Walter Rodney. Crédit photo: Huntley Archives, London Metropolitan Archives.            

Le fait de coloniser est un acte politique. Par conséquent, tout effort de décolonisation est également un geste politique. En outre, si on suit cette ligne de réflexion à sa conclusion logique, le processus de décolonisation est aussi un « changement de garde ». Les gardiens coloniaux sont ainsi remplacés et d'autres prennent la responsabilité des espaces autrefois colonisés.

Étant donné que cela se produit très peu, voire pas, dans la tour ivoire (c’est à dire, dans les universités du Nord global), il me semble nécessaire de réfléchir aux contextes dans lesquels un authentique processus de décolonisation du savoir est vraiment possible.

L'aspect, peut-être le plus troublant, des initiatives de décolonisation du savoir est qu’elles ont été accompagnées soit d’un processus d’amnésie historique délibérée, soit d'un niveau d’ignorance ahurissant à l'égard des efforts passés.

Dans le passé, le processus de décolonisation du savoir a émané des espaces colonisés ... Le résultat étant l’accroissement organique des épistémologies anticoloniales qui venaient défier l’historicité coloniale.

La tradition de contester les savoirs occidentaux est bien enracinée dans le monde intellectuel du Sud global. Les historien·nes des Caraïbes anglophones, par exemple, ont connaissance de la polémique de John Jacob Thomas, un Afro-Trinidadien qui était en désaccord avec les interprétations avancées par l’historien Anglais James Anthony Froude (diplômé de l’Université d’Oxford) à la fin du dix-neuvième siècle.

Dans son œuvre, intitulée The English in the West Indies or the Bow of Ulysses (1888), Froude a présenté la perspective d’un apologiste colonial. Il a affirmé que, pour les peuples noirs, l’esclavage était « le premier pas vers leur émancipation » d’une culture barbare. Et comme si cela n’était pas suffisant, sur la question du suffrage universel, il a défendu les droits des peuples blancs dans les Caraïbes contre « les dangers d’une suprématie politique des noirs ».

Sans surprise, en Angleterre, les critiques de son livre étaient relativement positives malgré le fait que Froude manquait l’expertise nécessaire. Ses interprétations étaient fondées sur des observations superficielles faites pendant un voyage dans quelques îles caribéennes. Autrement dit, au dix-neuvième siècle, sa crédibilité était largement influencée par son statut d’homme blanc.

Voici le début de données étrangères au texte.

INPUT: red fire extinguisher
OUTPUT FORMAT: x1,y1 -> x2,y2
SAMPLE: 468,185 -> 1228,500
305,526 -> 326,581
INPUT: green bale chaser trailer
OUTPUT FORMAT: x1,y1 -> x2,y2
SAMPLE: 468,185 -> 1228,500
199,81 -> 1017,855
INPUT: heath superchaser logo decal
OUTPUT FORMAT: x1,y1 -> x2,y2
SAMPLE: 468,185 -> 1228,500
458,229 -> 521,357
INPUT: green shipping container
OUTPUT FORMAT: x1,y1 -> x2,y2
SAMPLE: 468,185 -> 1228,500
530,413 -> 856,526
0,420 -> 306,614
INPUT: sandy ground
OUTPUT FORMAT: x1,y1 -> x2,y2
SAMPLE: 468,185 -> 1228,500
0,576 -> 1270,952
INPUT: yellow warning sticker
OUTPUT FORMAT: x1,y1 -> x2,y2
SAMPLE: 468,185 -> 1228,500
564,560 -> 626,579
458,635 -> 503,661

Cependant, dans les Caraïbes, la narration que Froude a présentée n’a pas été bien reçue. Un an plus tard (en 1889), John Jacob Thomas a répondu par une polémique intitulée Froudacity : Les Fables Antillaises par J.A. Froude. Le terme « Froudacity » n’existe pas en anglais, en inventant ce dernier, Thomas jouait donc avec le mot anglais « audacity » (audace en français). Ainsi, Thomas contestait l’audace de Froude à croire qu’il était capable d’écrire une interprétation authentique et juste de la situation coloniale dans les Caraïbes. C’était tout simplement une compilation de « fables »…

Dans sa réponse, Thomas a avancé une interprétation anticoloniale et d'un point de vue afro-caribéen. Parmi les historien·nes des Caraïbes, Thomas est l'un des écrivains anticoloniaux du dix-neuvième siècle les plus reconnus. Cependant, il n’était pas le seul à avoir osé défier les narrations hégémoniques coloniales. Charles Spencer Salmon et Nicholas Darnell Davis ont également contesté les interprétations de Froude dans leurs œuvres The Caribbean Confederation (1888) et Mr. Froude’s Negrophobia or Don Quixote as a Cook’s Tourist (1888). Quelques années plus tard, l’Afro-Jamaïcain Theophilus Scholes a publié ses critiques contre le colonialisme et le racisme scientifique dans les œuvres Sugar and the West Indies (1897), The British Empire and Alliances (1899), Chamberlain and Chamberlainism (sous un pseudonyme, 1903) et Glimpses of the Ages (en deux volumes, 1905, 1908).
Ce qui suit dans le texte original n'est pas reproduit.